Di samping itu, waktu berlatih pun dalam sehari dapat dilakukan selama enam
hingga sepuluh jam. Bebrapa proses sebelum pertunjukan, merupakan kerja teater yang
yang melibatkan sejumlah keahlian, seperti dikatakan Cohen, diantaranya adalah
pemeranan dan aktor menunjukkan aturan penokohan dalam drama, pendisainan
berkaitan dengan penyiapan properti, kostum maupun rambut palsu, tata rias,
tata lampu, konsep bunyi. Sedangkan pembangunan yang menyangkut detail
perangkat keras yang akan dipertunjukkan, dan pelaksanaan yang berkaitan dengan
semua kesiapan perangkat yang dapat berjalan sebagaimana mestinya.

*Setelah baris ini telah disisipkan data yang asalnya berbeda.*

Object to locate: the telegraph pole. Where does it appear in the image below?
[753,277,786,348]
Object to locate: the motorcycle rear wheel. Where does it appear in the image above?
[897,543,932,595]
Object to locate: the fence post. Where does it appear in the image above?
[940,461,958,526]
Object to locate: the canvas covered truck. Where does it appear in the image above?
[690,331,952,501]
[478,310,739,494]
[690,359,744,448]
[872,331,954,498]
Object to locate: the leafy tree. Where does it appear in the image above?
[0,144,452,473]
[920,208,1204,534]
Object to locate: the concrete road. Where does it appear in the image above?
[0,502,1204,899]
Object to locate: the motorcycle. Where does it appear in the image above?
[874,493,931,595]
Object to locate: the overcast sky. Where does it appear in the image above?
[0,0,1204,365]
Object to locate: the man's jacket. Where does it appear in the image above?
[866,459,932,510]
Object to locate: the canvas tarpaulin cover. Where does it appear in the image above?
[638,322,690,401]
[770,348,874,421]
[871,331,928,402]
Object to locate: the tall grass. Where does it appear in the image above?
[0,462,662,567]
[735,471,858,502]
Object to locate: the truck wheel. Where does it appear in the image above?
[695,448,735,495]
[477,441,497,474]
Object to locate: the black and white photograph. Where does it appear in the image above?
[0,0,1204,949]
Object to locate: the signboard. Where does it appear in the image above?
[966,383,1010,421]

Dalam aspek fungsi manajerial, melibatkan produser,
penyutradaraan, manajer panggung, dan manajer gedung pertunjukan. Semua peran
manajerial itu saling terkait. Peristiwa teater akan benar-benar mampu
mengantarkan penonton kepada suasana yang menyenangkan, meskipun drama itu
sebuah tragedi. Kenyamanan menyaksikan teater juga merupakan tugas yang tidak
kecil. Semua keahlian menjadi satu kesatuan teater. Namun bukan berarti bahwa
teater merupakan gabungan dari kerja-kerja seni, tetapi gabungan dari kerja
profesional atau amatir, komersial atu akademik.
·
Sebagai sebuah karya artistik, seni teater
dibawa kepada pandangan yang tak dapat diraba, yakni kreativitas, imajinasi,
keanggunan, kekuatan, harmoni estetik, dan keindahan bentuk, serta upaya untuk
menangkap semangat hidup manusia dalam menjalani kehidupan, sentuhan perasaan,
dan kecerdasan menangkap makna kehidupan. Karya kreatif teater pada pokoknya
dilakukan secara bersama-sama dan interdisiplin. Kerja kolektif ini diartikan
pada tingkat keutuhan kerja dalam melakukan suatu teater dan bukan dalam bentuk
eksplorasi individual. Karena, bagaimanapun juga, kerja individual, yakni
melakukan latihan-latihan intensif, tak dapat dipungkiri merupakan persoalan
krusial dan kreativitas itu sendiri.
Pendapat mutakhir yang cukup
membuat para penggiat teater perlu merenungkannya adalah pernyataan Jerzy
Grotowski dalam buku yang ditulis oleh James Roose-Evans, Experimental Theatre, from stanislavsky to Peter Brook (London:
Routledge, 147), bahwa teater akan ada tanpa tata rias, pakaian, dekorasi, juga
panggung, tata cahaya, efek suara. Tetapi teater tidak ada tanpa hubungan aktor
dan penonton. Ini merupakan perbuatan yang utama, ini pertemuan antara dua
kelompok orang, dia menyebutnya teater miskin.
·
Ketiga, dalam teater, aktor menirukan watak.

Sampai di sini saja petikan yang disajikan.